Seven Afghans being represented by human rights lawyers are due to remain in a British detention centre until an upcoming judicial review in July which will test the UK government’s right to hold the detainees.
However two detainees who were also part of the case against the UK government dropped their legal challenge on Thursday and will be immediately transferred to an Afghan facility. The lawyer representing the Ministry of Defence told the court that at least one other detainee wanted to drop charges and that the case appears to be “on the verge of disappearing”.
In a statement, the British Embassy in Kabul said: “The UK government recognises Afghanistan as a sovereign country and it has always been the UK’s intention to transfer UK captured detainees as quickly as is legally possible to the Afghan authorities.
The government was last month forced to defend the detention of 92 Afghans at Camp Bastion, after lawyers for nine of the men said that the detention without charge could be illegal.

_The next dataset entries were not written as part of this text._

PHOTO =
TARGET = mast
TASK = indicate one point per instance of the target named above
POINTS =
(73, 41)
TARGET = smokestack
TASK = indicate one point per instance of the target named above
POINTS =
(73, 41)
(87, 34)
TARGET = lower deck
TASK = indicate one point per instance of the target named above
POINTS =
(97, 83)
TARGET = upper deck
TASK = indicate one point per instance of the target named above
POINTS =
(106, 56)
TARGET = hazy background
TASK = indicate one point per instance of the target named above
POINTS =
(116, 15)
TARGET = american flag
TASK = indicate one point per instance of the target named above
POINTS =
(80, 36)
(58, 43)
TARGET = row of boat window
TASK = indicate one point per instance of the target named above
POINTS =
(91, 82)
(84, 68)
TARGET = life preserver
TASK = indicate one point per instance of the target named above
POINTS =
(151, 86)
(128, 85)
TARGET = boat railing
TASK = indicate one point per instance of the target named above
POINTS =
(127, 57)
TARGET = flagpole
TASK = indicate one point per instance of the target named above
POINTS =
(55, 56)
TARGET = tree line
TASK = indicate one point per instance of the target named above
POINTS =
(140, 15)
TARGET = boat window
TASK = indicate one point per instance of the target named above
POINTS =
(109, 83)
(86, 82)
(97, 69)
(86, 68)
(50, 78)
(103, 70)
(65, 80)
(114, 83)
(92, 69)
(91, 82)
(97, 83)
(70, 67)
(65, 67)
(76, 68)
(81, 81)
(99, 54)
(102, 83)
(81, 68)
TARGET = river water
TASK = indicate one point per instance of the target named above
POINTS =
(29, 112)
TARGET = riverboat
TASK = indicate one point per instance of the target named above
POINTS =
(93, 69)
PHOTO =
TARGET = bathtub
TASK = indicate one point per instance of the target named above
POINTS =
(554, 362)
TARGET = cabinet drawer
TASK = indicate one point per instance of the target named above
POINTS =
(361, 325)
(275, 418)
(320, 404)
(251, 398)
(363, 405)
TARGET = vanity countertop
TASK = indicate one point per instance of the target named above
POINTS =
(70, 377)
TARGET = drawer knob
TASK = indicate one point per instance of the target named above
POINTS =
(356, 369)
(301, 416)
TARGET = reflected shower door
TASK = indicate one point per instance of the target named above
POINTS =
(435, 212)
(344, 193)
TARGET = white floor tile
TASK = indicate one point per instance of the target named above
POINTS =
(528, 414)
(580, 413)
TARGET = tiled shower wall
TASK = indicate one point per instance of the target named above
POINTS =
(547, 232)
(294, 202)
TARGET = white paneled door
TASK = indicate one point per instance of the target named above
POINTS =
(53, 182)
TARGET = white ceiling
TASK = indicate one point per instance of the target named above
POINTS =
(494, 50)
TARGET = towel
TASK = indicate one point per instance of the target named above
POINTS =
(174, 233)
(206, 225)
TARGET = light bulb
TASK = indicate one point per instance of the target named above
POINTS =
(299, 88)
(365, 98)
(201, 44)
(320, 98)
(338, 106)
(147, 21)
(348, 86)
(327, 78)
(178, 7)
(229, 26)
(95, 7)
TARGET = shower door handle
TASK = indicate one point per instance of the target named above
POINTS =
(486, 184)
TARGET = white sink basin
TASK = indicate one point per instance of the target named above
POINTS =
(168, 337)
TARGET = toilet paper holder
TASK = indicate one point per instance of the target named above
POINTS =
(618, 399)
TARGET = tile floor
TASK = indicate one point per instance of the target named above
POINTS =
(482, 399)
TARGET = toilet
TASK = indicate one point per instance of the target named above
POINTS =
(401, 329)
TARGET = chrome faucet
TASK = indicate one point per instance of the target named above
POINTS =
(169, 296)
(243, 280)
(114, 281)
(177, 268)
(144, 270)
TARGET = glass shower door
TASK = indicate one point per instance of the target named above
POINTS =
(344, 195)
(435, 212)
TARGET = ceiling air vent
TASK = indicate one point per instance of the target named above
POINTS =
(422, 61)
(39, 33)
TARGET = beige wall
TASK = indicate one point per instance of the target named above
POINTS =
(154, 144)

Earlier in June, the High Court had imposed an injunction to prevent any of the detainees being handed over following fears that they might suffer serious ill treatment in Afghan custody. But a judge on Thursday ruled that those who consented to their transfer, could be released.
Defence Secretary Philip Hammond said that he was “very pleased” with the ruling and said that terms have been agreed with the Afghan administration.
But added: “Unfortunately, the injunction remains in place for some detainees who are still represented by human rights lawyers.”
“We believe that all of these suspected criminals – many linked to the killing of British troops and Afghan civilians or of facilitating, planting or being involved with explosive devices – should be transferred without further delay to have their cases heard according to Afghan law,” he said.
Mr Hammond previously told Channel 4 News that he halted their transfer to Afghan custody last year because he was worried about “abuse” at one Afghan facility.